T helper 3 cells (Th3) are a subset of T lymphocytes with immunoregulary and immunosuppressive functions, that can be induced by administration of foreign oral antigen. Th3 cells act mainly through the secretion of anti-inflammatory cytokine transforming growth factor beta (TGF-β). Th3 have been described both in mice and human as CD4+FOXP3− regulatory T cells. Th3 cells were first described in research focusing on oral tolerance in the experimental autoimmune encephalitis (EAE) mouse model and later described as CD4+CD25−FOXP3−LAP+ cells, that can be induced in the gut by oral antigen through T cell receptor (TCR) signalling.

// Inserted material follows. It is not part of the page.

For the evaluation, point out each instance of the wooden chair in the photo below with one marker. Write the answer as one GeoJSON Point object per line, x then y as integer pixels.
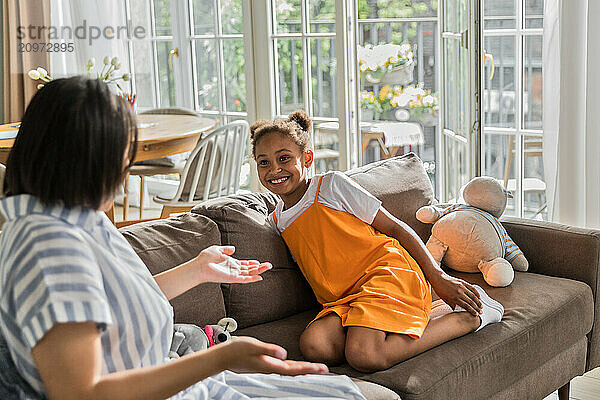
{"type": "Point", "coordinates": [532, 147]}
{"type": "Point", "coordinates": [161, 166]}
{"type": "Point", "coordinates": [212, 169]}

The function of T helper cells generally is to mediate the immune response by secreting cytokines and interacting with B-cells to enhance or inhibit their activity. This is of particular importance in the gut as this is where the highest load of foreign material, food, is present. Th3 cells are involved in mucosal immunity and protecting mucosal surfaces in the gut from non-pathogenic non-self antigens. They mediate this non-inflammatory environment by secreting TGF-β and IL-10. TGF-beta promotes the class switch to low concentrations of IgA which is noninflammatory. IgA does not usually activate the complement system and is not involved with phagocytosis. Th3 inhibits Th1 and Th2 cells.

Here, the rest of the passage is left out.